La clave de Sol

“Primero dijeron que no era posible quedarse después de las diez sin que hubiera problemas. Luego, cuando montamos esa carpa de ahí, muchos pensaron que la desmontarían y nos sacarían por la fuerza. Y aquí seguimos”. Con estas palabras comienza una de las intervenciones más aplaudidas en Sol en lo que va de noche. El anuncio por parte del gobierno de flexibilizar el horario de la protesta en Sol no se debe a un gesto de comprensión ni de tolerancia, si no a una estrategia bien calculada. Intentar desalojar la plaza en la que desde las siete de la tarde se han ido encontrando decenas de miles de ciudadanos cargados de determinación no es un movimiento inteligente y en el Ministerio del Interior lo saben. El uso de la fuerza, como ya han podido comprobar durante todo un año, ha servido para hacer crecer la solidaridad entre los manifestantes, así que parece que, de momento, los responsables del gobierno han decidido seguir la misma estrategia que usa su presidente Mariano Rajoy en los momentos difíciles: no hacer nada.

La masiva concentración, pacífica, festiva, tranquila, se ha mantenido compacta hasta pasada la una de la madrugada. Después, poco a poco, ha ido desaguando en un goteo continuo por las calles aledañas a la plaza de Sol, hasta que varios miles de personas han iniciado una asamblea en la que se informa de las actividades de los próximos tres días y en la que se debate la pregunta que circula desde hace horas por la plaza. “¿Nos quedamos?”. Uno de los manifestantes recuerda a los presentes que lo importante no es ocupar las plazas aunque también forme parte de la protesta, si no coordinar las acciones y actividades de los próximos días y poner en común el trabajo que cada día queda fuera de los focos mediáticos.
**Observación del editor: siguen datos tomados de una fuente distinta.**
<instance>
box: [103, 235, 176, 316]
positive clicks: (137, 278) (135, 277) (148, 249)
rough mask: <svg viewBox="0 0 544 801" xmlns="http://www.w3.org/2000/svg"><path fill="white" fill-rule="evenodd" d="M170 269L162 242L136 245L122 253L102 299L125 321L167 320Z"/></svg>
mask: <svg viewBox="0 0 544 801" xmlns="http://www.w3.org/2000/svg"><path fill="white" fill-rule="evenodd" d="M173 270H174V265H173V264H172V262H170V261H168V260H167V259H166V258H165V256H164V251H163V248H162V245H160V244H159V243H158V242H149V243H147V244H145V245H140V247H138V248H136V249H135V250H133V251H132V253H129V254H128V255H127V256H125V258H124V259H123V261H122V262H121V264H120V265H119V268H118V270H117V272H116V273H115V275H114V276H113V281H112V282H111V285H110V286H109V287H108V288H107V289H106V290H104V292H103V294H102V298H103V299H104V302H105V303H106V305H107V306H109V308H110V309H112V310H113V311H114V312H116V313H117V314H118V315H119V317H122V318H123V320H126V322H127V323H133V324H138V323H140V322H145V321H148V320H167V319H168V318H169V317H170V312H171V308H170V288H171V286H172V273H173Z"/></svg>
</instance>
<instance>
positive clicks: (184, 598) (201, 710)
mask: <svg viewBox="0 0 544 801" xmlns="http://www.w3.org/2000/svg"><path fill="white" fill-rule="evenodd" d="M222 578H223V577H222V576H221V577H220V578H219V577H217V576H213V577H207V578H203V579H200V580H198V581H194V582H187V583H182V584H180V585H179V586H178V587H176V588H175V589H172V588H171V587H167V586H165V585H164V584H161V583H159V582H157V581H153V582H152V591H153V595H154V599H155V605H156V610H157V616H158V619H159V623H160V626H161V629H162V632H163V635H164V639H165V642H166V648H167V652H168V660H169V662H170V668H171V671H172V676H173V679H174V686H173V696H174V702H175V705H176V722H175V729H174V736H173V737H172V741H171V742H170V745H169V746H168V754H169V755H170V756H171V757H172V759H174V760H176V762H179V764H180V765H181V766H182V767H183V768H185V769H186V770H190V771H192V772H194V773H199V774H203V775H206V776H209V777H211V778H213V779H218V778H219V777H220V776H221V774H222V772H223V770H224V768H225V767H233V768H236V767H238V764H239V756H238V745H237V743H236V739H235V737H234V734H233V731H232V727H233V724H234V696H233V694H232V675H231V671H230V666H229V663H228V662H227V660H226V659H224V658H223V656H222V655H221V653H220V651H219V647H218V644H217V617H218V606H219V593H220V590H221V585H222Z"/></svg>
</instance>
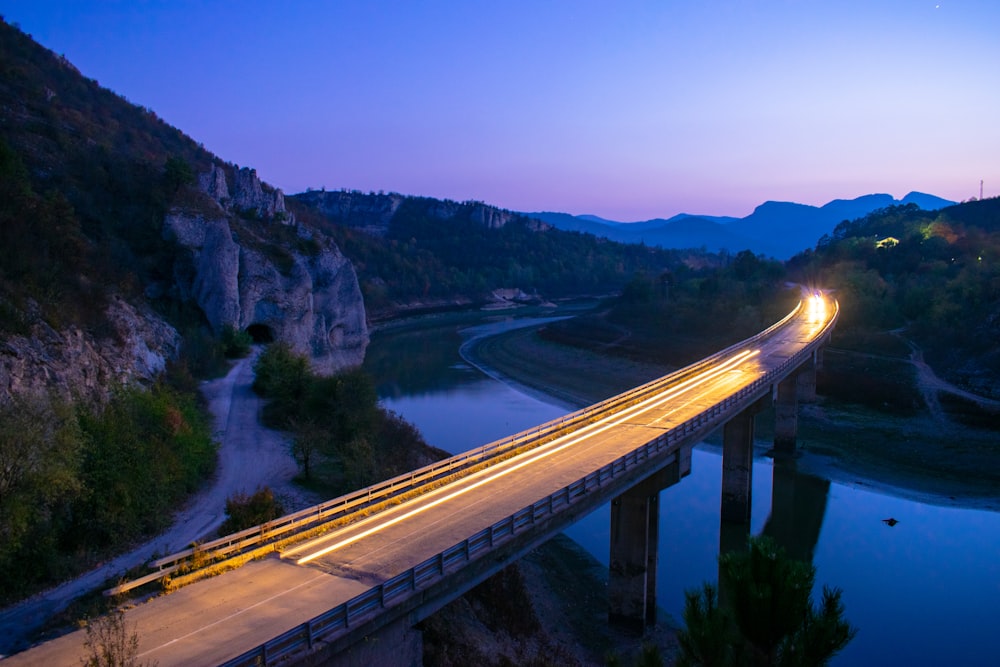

Mientras tanto, las “lecheras” de la policía van abandonando la plaza, un grupo de personas recoge latas y plásticos del centro de la plaza, y en el punto de información se esmeran por conseguir bolsas de basura y escobones para limpiar el suelo. Varios djembes suenan frente a la calle Carretas, donde una hora antes un grupo de batucada marcaba el ritmo de los cánticos. “Madrid será la tumba del sistema”, “no tenemos miedo” o “Bankia al bankillo” son algunos de los lemas que se han sumado a los ya clásicos “dormíamos, despertamos” o “esta noche va a salir el Sol”.

La ironía ha vuelto a ser invitada de lujo en el primer aniversario del 15M, en el que se celebra mucho más que un cumpleaños. Una tienda de campaña rebotaba de mano en mano por encima de las cabezas de los asistentes, a modo de burla sobre la prohibición de acampar, y un cartel que proclamaba la “República del 99%” volaba suspendido por globos pasando sobre los rotativos azules de los furgones policiales.

A las tres de la madrugada la asamblea continúa, mientras algunos prefieren irse a dormir para volver pronto por la mañana. Quieren estar frescos para un domingo intenso o por si la policía intenta un desalojo en las horas de menor afluencia, como ya ocurrió el año pasado. Decidan lo que decidan, todos saben que la clave de Sol, y la del resto de plazas, consiste en mantenerse unidas.